# DIY HOB overflow question



## TypeYourTextHere (Apr 20, 2011)

I am planning on building a HOB overflow for my tank. The only problem I am having now is making sure I have calculated the GPH correctly. Basically The way I drew it up(I don't want to take credit for the design, I copied it from another forum) it has a "chamber" that measures 3 3/4 inches x 1/2 inch instead of a "U tube". If I am correct the chamber is the equivalent to a 1 1/2 inch diameter pipe. I calculated the inlet of the chamber to be 1.875 inches. I used another calculator to convert the area of the square to the area of a circle which came to be 1.545 inch diameter, or a 1 1/2 inch pipe. Is this correct?


----------



## Meshuggahn (Jul 31, 2011)

Your math adds up. The area of your 'chamber' is 1.875 inches squared. The area of a circle is PiR^2. This comes out to a radius of .7725 inches. Or a 1.545 diameter.


----------



## TypeYourTextHere (Apr 20, 2011)

I was hoping I did that right. It has been 20 years since I took a math class. Now the only question is if my overflow is going to be able to handle 650 GPH. I never thought I would be doing this kind of math for "fun".


----------



## Meshuggahn (Jul 31, 2011)

I'd imagine you will be fine unless you are taking a round about trip to the 4th floor and back or something crazy. Good luck with your project.


----------



## TypeYourTextHere (Apr 20, 2011)

I don't know what I was thinking when I posted that I wasn't sure if the overflow would be able to handle the 650 GPH I am gonna push through it. The way I have it set up it will be the rough equivalent of a 3 inch pipe. When I get done fabricating this thing I will post pics and what not (if I ever can get started on it).


----------



## bigcountry10 (Sep 24, 2011)

diameter of pipe = how many gallons pipe can handle per hour
.5" = 90 GPH
.75" = 220 GPH
1.0" = 375 GPH
1.25" = 580 GPH
1.5" = 840GPH
2.0" = 1500GPH

So your well within your range


----------



## TypeYourTextHere (Apr 20, 2011)

Yeah, I would say I am going to be fine. If a 1" pipe can handle 375 GPH I can cut the overflow in half the way I currently have is drawn up. As it stands i think the Max GPH that it can handle is probably 1800+ GPH which is far beyond what would ever be pushed through it.


----------



## TypeYourTextHere (Apr 20, 2011)

*Re: DIY HOB overflow issuse*

Okay, I am extremely frustrated at this point. I have built my overflow, well half of it, and it cant even handle a gallon of water dumped from a milk container directly into the pipe through a funnel. The siphon u-tube keeps getting air in it when water is moving through the overflow but not when there is no flow. I have tried to test it in a bucket that is being fed by the bathtub faucet and it can kind of keep up but still has trouble. What am I doing wrong?
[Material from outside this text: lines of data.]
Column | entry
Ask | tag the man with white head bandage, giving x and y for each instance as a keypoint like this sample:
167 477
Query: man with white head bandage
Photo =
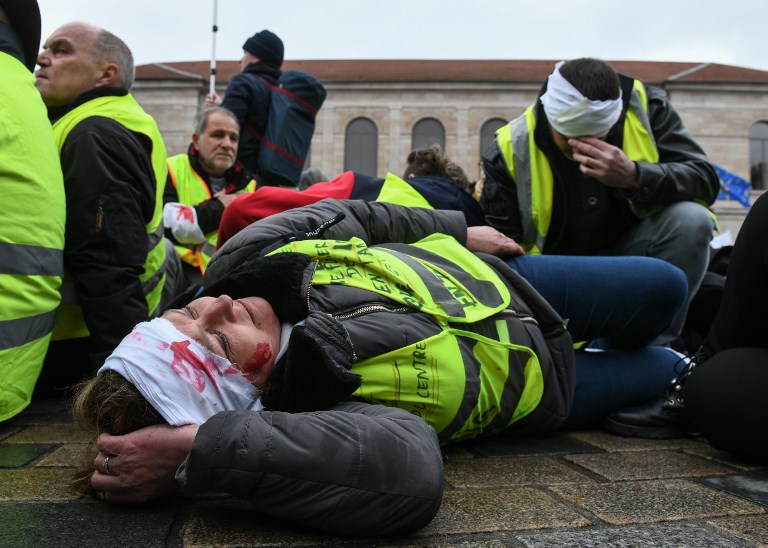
601 164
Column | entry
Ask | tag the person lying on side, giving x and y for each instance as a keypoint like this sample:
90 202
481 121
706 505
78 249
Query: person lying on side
342 301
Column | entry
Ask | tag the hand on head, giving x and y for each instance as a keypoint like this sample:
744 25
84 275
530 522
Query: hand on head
604 162
141 466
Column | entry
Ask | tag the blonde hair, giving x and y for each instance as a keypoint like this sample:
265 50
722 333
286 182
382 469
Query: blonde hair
107 403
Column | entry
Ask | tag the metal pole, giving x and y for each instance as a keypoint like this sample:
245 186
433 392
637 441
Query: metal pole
213 49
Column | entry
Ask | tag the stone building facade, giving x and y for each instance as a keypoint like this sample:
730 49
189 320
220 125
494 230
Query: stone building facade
724 107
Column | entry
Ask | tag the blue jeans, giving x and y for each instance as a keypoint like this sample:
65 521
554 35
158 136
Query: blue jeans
620 305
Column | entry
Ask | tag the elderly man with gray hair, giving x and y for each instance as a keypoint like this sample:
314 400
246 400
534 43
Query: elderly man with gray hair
117 265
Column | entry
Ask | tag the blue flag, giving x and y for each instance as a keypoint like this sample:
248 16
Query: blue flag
732 187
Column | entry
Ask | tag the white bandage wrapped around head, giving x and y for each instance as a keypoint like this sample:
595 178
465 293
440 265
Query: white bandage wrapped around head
573 115
184 381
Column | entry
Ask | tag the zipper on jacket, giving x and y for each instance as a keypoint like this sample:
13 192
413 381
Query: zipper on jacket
368 309
522 317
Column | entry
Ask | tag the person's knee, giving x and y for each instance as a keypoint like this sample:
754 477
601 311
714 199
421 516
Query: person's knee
688 221
670 285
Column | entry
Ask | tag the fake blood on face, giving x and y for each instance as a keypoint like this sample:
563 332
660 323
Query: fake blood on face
198 369
260 356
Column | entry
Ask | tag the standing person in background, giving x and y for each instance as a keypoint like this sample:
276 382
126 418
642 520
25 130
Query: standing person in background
602 165
200 185
118 266
248 94
32 228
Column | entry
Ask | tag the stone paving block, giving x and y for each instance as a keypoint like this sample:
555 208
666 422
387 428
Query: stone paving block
753 486
43 525
36 484
634 465
656 536
456 451
750 528
7 430
639 502
552 444
50 411
53 433
490 510
499 472
13 456
70 456
611 442
708 452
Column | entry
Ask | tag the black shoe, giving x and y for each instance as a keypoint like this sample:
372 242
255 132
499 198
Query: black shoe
663 417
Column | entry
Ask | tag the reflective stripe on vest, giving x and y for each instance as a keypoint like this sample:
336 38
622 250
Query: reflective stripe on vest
31 235
463 383
192 190
127 112
532 173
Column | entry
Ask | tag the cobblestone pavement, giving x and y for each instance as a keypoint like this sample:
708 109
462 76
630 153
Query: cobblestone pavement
586 488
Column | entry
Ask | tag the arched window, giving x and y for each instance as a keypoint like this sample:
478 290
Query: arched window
361 145
758 155
488 133
428 132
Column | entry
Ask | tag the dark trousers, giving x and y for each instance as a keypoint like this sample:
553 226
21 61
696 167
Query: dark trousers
726 394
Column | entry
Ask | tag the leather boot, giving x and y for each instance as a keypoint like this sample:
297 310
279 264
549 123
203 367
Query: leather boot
662 417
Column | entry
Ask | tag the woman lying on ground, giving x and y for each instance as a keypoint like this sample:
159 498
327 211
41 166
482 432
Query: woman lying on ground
365 304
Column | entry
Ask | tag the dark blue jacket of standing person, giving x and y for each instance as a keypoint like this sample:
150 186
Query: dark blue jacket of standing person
248 96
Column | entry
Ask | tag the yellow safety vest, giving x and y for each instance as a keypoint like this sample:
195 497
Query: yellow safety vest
70 323
191 190
31 235
461 394
530 167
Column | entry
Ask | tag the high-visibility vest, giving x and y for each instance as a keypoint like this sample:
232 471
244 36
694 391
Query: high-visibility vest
460 381
191 190
126 111
532 172
31 235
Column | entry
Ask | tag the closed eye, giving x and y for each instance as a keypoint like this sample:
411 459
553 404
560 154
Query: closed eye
224 343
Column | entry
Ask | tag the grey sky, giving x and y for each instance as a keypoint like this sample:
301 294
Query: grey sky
729 32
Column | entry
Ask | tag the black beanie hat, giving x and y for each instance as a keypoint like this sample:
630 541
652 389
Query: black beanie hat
24 16
266 46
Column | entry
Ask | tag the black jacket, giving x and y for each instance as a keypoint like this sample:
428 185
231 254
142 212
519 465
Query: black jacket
248 96
581 205
111 189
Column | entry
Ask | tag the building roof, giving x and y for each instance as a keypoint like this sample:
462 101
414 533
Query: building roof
521 71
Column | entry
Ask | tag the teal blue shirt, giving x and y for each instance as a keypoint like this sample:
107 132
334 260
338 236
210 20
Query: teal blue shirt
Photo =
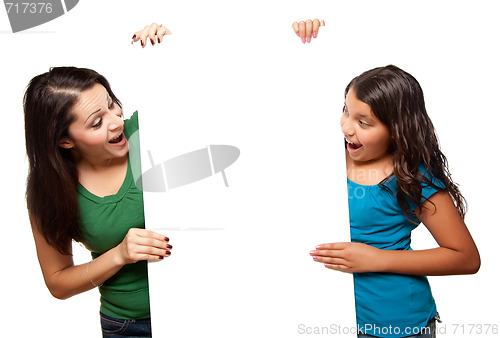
387 304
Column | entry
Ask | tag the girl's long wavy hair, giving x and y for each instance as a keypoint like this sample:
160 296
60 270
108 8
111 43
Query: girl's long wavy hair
52 177
396 98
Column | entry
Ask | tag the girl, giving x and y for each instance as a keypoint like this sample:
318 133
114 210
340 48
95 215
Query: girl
397 177
80 188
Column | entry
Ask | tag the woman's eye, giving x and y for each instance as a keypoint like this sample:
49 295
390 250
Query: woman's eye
98 123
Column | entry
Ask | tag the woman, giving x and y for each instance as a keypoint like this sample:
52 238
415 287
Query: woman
80 187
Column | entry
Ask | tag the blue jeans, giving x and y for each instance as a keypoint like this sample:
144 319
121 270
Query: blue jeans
114 327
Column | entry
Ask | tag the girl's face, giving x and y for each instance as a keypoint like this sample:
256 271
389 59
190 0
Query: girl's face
366 136
97 132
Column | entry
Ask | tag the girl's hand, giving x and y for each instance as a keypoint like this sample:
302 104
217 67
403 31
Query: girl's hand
153 33
141 245
305 30
348 257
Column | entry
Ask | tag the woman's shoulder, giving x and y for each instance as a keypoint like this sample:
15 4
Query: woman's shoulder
131 125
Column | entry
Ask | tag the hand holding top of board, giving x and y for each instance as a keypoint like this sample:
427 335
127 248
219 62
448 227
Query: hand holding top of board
153 32
307 29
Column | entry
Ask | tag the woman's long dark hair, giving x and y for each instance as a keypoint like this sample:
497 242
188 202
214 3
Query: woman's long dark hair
52 178
396 98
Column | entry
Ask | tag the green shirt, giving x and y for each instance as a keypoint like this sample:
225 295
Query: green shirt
105 221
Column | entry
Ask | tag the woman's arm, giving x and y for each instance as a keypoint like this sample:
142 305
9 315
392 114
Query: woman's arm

Here is a picture of what I have so far.


----------



## jrman83 (Jul 9, 2010)

This place will fix your problem: CPR AQUATIC, INC - CS Overflows


----------



## TypeYourTextHere (Apr 20, 2011)

jrman83 said:


> This place will fix your problem: CPR AQUATIC, INC - CS Overflows


Actually that place will give me more problems being as I don't have or would I spend $120 on an overflow box.


----------



## jrman83 (Jul 9, 2010)

TypeYourTextHere said:


> Actually that place will give me more problems being as I don't have or would I spend $120 on an overflow box.


Just trying to help out.....

They were the ones I used to use.


----------



## TypeYourTextHere (Apr 20, 2011)

jrman83 said:


> Just trying to help out.....
> 
> They were the ones I used to use.


I wasn't trying to be rude, but there is a reason why I am making an overflow opposed to buying one. It cost me about $20 after everything is said and done to make it.


----------



## aerospot (Jan 7, 2012)

I went with this design. Works Great!
Dramatic AquaScapes - DIY PVC Overflow - Page 1


----------



## darkyputz (Nov 18, 2015)

How did it end up?
I am building the same/similar set up...just not with the upward pipe in the tank...mine is just looking down in the tank side...
And i needed 2 of 3/4 inch pipe versions to get the job done...


----------



## welok (Jul 20, 2015)

darkyputz said:


> How did it end up?
> I am building the same/similar set up...just not with the upward pipe in the tank...mine is just looking down in the tank side...
> And i needed 2 of 3/4 inch pipe versions to get the job done...


If I had to guess, I would say that's one of the reasons you get as much air in yours: with the longer pipe, and keeping it full of water, there is less (but still there) chance of it sucking in bubbles, which then might not get pushed through... 

Also, using larger diameter pipe will increase the GPH and help force the air through, though that would also mean you need a stronger pump, which might not be worth it...

On a DIY overflow, I would put the return as far away from the intake as possible, especially if you have the return above the water level: having the return above the water level will be like a HOB filter, pushing air bubbles into the water.


----------



## darkyputz (Nov 18, 2015)

The return is in the second tank...they are connected by to pipes...and the bubbles might come from my powerhead making super fine bubbles in the water...
But i added an automation to it to get the air out of the bow now...
But still not sleeping through smile


----------